No comparable organization exists for the highly classified Computer Network Attack mission. Even those with the appropriate clearances are uncertain of what CNA portends.

The significance of the changes may become clearer as a series of developments plays out over the next year, defining more precisely the military role in space and the relationship between space and Information Operations.

In May, the defense authorization bills from both the House and Senate Armed Services Committees asked for a fundamental review of how the Department of Defense is conducting the space mission.

Both raised questions about creating a new military service for space or appointing an assistant secretary of defense for space. The House bill called for a report by the Secretary of Defense. The Senate prescribed a study by an independent commission.

The Senate bill was critical of the Department of Defense for treating space operations as a subset of information superiority rather than “the strategic high ground from which to project power.” It urged “the full range of power applications, from missile defense and space control to force application.” Congress may be about to weigh in heavily on organizational and mission issues.

Meanwhile the Air Force, which supplies about 90 percent of the people, systems, and money for the military space program, is coming to grips with several issues of its own.

Its forthcoming white paper on aerospace integration is expected to emphasize that air and space are inextricably linked and complementary, not competitive. This will aggravate those who want space power to strike out on its own, separate from airpower.

The Air Force is also thinking about moving the Air Intelligence Agency–now a field unit of Headquarters USAF–to Air Force Space Command. This would put AIA’s formidable capabilities for Information Operations into a major command and take advantage of the similarities between the space and intelligence missions.

The decision will depend on, among other things, where the joint service community decides to go with CND/CNA and with Information Operations. More about that may be revealed when the Office of the Secretary of Defense produces its strategic plan on Information Operations this fall.

It will be a while before we can see these developments in full context, but several conclusions are possible.

  • The Congressional activity is well-meant but is not headed in a productive direction. The arguments about missile defense and force application from space are well-founded. However, they are matters of national policy, needing to be settled between the Administration and Congress rather than by organizational and management changes to the armed forces.

If emphasis on space is insufficient, that is a budgetary issue. The Air Force continues to provide most of the space support for all of the services without any compensating increase to its budget. Congress can and should help with this.

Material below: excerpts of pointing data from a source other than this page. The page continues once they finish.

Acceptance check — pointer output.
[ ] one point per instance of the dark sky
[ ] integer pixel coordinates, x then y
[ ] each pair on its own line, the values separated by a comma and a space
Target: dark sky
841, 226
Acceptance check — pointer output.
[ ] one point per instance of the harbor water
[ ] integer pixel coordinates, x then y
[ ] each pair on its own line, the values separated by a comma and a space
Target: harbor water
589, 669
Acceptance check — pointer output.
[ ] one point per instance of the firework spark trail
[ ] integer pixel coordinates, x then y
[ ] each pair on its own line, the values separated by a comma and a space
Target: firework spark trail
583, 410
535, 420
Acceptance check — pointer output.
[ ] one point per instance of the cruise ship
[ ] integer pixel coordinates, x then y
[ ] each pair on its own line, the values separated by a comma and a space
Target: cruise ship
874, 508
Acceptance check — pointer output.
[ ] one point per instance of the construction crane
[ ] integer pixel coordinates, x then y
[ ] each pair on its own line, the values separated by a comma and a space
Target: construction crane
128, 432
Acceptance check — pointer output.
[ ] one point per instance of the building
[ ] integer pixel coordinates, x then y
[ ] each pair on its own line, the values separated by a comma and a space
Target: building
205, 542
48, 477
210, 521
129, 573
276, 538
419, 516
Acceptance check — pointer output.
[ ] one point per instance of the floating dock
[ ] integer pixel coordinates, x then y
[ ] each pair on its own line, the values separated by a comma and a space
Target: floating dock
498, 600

  • This change to the Unified Command Plan solves a problem that popped up in Joint Exercise Eligible Receiver in 1997, an element of which was an attack on the defense computer network. In the simulation, the Joint Staff took charge by default–which it could not legally do in actual conflict–because such an attack was not covered by the missions of any of the unified combat commands, in which the nation’s powers to fight are vested by law.
  • The CND/CNA mission is in its infancy. There is no doubt about the seriousness of the problem. Defense officials say the military information networks are under constant assault. The emphasis so far has been on detection and warning of attack, firewalls, and various emergency response measures. Most of the work has concentrated on the force in home garrison. Protecting the networks of deployed forces is more difficult. Defense of the nation’s non-military infrastructures is not an assigned mission and still lies far beyond the horizon.
  • The assignment of the CND/CNA mission to Space Command confirms that information is a weapon and that Space Command is a combat command. That does not diminish or conflict with the responsibility to provide intelligence, surveillance, reconnaissance, and other support for the theater commands. In addition to its long-familiar role of enhancing force, Space Command may also apply force.

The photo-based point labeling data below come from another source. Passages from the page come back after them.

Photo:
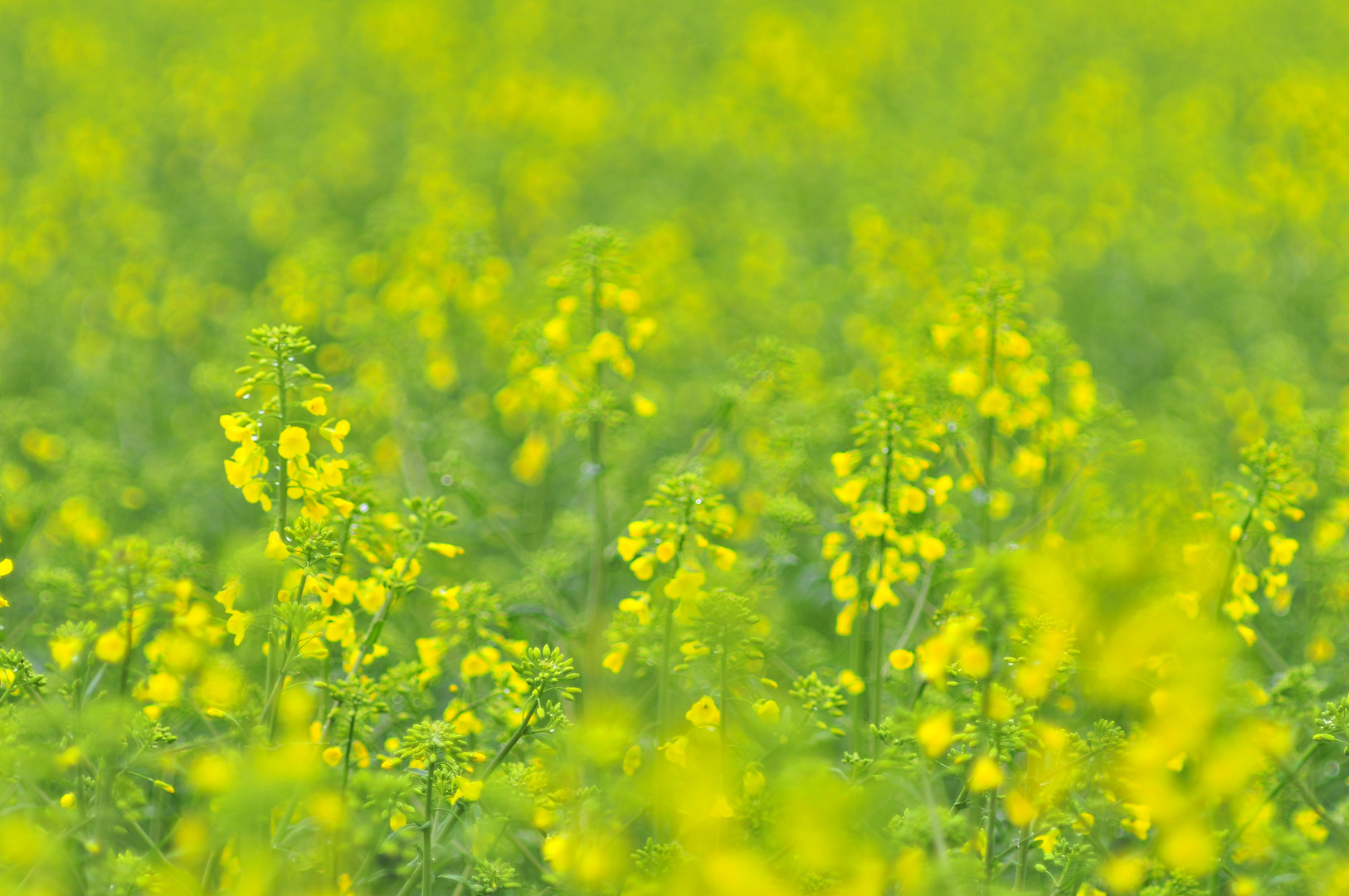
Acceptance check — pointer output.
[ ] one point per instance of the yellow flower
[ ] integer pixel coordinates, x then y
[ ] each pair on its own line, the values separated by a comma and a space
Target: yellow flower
684, 585
912, 499
937, 489
644, 407
275, 547
995, 402
163, 689
884, 597
1027, 465
870, 523
65, 650
644, 567
676, 751
850, 491
111, 646
935, 734
335, 433
614, 659
930, 548
985, 775
833, 545
293, 443
237, 625
844, 624
631, 760
768, 711
1282, 549
965, 382
638, 605
845, 463
704, 714
1020, 810
845, 588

It will be some years yet before the capability is mature to employ directed laser energy from space, assuming that national policy permits it. At the same time, space will become increasingly important to the projection of power by the use of information, in support of conventional military operations as well as in the emerging domain of information warfare, in which information itself is a target and a weapon.

The Information Operations mission is moving inexorably toward space, and the linkage between space and information superiority is growing steadily closer. For the near-term future at least, the military space program will be defined, in one way or another, by information.